2. Every periodic sequence is Fibonacci-type. This is because a periodic sequence is defined by the relation a(n + t) = a(n) for some t, which provides a suitable recursion relation.

3. The sum and difference of two Fibonacci-type sequences are themselves Fibonacci-type. This follows directly from #1, because there is no restriction on the possible values of r(i) and k(i).

4. The product of two Fibonacci-type sequences is Fibonacci-type.
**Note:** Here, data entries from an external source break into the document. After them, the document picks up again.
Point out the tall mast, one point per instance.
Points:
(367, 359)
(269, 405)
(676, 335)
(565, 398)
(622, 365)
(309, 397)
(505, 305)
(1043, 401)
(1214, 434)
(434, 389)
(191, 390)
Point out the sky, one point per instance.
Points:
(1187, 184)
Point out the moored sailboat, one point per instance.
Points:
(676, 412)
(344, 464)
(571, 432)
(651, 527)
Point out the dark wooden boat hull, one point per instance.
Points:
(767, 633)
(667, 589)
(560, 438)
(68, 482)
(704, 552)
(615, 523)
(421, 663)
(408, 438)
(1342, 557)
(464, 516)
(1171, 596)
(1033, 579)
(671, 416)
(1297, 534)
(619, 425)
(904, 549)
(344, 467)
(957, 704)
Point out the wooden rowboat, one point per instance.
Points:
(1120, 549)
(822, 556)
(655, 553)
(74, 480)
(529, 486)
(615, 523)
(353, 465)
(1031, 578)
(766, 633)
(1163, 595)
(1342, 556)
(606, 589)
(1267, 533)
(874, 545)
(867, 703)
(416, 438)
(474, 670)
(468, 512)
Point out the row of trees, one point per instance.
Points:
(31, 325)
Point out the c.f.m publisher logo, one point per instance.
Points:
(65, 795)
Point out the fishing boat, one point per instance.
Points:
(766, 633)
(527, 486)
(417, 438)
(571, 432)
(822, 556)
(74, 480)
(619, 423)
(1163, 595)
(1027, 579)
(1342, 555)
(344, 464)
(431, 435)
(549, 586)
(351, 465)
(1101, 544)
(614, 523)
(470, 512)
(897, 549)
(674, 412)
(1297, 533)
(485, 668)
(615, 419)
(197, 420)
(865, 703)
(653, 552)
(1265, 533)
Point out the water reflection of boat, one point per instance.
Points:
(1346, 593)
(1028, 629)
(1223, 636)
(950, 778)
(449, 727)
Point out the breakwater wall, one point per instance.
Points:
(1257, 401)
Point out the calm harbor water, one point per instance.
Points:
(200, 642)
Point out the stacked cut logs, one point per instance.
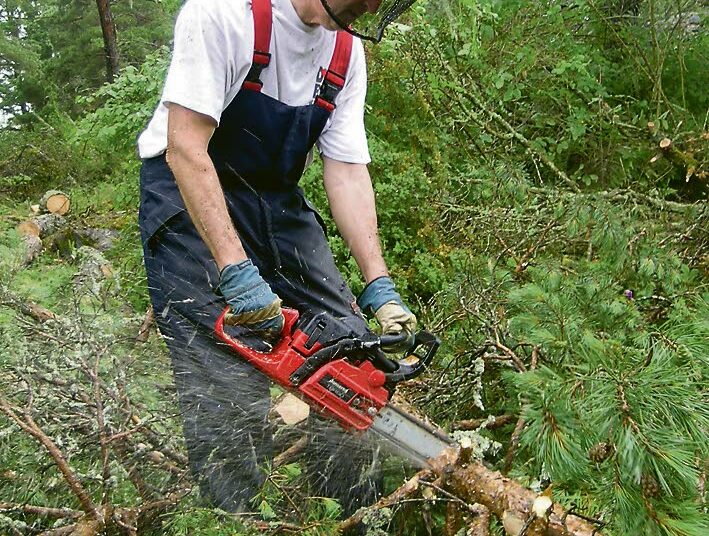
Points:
(48, 229)
(47, 219)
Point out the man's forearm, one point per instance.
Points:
(349, 190)
(188, 138)
(204, 199)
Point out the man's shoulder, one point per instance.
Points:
(223, 11)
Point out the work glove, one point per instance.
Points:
(380, 298)
(253, 304)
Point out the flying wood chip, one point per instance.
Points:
(292, 409)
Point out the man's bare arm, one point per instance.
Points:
(349, 190)
(188, 135)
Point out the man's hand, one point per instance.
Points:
(381, 298)
(253, 303)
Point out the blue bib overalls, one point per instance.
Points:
(259, 151)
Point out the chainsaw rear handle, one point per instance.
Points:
(417, 358)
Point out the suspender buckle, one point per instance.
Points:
(331, 85)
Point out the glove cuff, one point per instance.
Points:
(378, 292)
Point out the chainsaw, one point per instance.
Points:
(347, 377)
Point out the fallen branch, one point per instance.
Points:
(27, 423)
(409, 487)
(43, 511)
(144, 331)
(490, 424)
(505, 498)
(26, 307)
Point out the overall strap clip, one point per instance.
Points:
(262, 44)
(334, 77)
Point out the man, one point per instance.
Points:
(252, 87)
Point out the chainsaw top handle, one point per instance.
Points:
(415, 359)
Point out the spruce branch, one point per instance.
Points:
(27, 424)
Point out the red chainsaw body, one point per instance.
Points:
(351, 393)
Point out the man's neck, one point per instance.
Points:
(310, 11)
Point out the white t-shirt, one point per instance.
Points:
(212, 55)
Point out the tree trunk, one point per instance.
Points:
(108, 28)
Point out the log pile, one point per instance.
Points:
(48, 228)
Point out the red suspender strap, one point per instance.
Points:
(334, 79)
(262, 43)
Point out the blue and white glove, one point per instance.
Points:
(253, 304)
(381, 299)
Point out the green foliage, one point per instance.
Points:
(53, 49)
(123, 108)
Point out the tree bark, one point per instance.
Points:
(108, 28)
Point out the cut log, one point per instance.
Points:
(55, 202)
(148, 321)
(507, 499)
(33, 247)
(41, 226)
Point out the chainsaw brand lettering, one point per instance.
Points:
(336, 388)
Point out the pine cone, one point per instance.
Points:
(599, 452)
(649, 486)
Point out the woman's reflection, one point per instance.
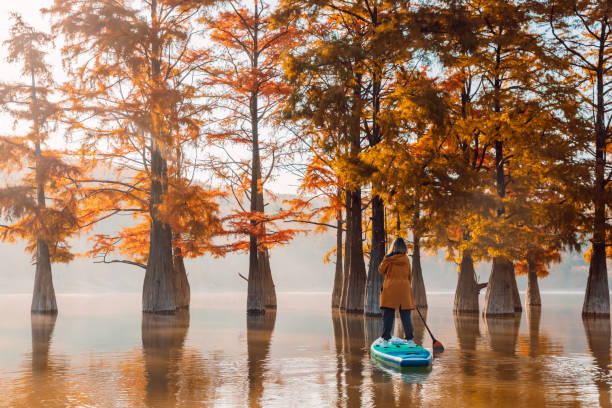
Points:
(597, 332)
(163, 337)
(259, 336)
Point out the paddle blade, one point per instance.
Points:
(438, 346)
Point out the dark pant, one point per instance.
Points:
(389, 317)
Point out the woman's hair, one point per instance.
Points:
(398, 247)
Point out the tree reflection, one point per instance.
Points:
(534, 316)
(163, 337)
(467, 327)
(42, 332)
(339, 340)
(354, 326)
(597, 332)
(259, 336)
(503, 335)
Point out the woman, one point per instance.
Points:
(397, 290)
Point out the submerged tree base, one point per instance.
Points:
(466, 294)
(500, 298)
(597, 295)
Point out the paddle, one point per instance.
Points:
(437, 346)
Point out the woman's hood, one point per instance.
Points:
(398, 259)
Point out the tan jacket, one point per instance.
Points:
(397, 288)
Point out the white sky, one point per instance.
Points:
(30, 11)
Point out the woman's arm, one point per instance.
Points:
(382, 268)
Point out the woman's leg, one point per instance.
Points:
(407, 323)
(388, 317)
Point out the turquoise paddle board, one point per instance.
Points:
(399, 354)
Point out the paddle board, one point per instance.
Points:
(398, 353)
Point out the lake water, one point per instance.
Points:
(100, 351)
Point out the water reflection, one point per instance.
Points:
(339, 341)
(46, 384)
(555, 359)
(163, 337)
(598, 338)
(503, 336)
(259, 336)
(42, 331)
(534, 317)
(467, 327)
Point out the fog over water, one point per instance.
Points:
(101, 351)
(296, 267)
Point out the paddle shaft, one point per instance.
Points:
(425, 323)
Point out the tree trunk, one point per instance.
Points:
(598, 333)
(533, 290)
(466, 294)
(269, 287)
(43, 297)
(338, 276)
(518, 305)
(347, 250)
(357, 275)
(597, 295)
(500, 297)
(375, 279)
(158, 293)
(418, 284)
(181, 283)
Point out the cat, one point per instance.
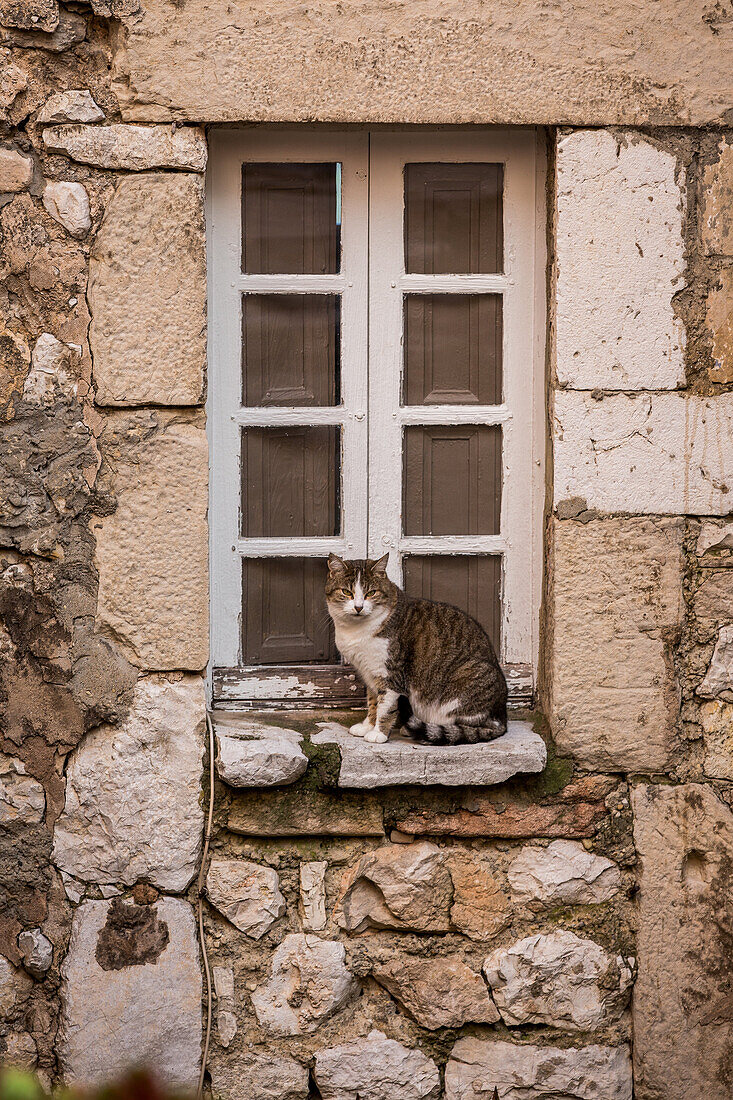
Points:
(434, 655)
To see this, multiply elements of the form (n^k(i))(r(i)^n) pointwise. We have (n^k1)(r1^n)(n^k2)(r2^n) = (n^(k1 + k2))((r1r2)^n).

5. If the associated polynomial of a(n) is f(x) and this of b(n) is g(x), then this of a(n) + b(n) divides the lowest common multiple of f and g. This follows from the fact that if r is a root of the new associated polynomial of multiplicity k + 1, then (n^k)(r^n) appears somewhere in a(n) + b(n), so it must appear in a(n) or b(n).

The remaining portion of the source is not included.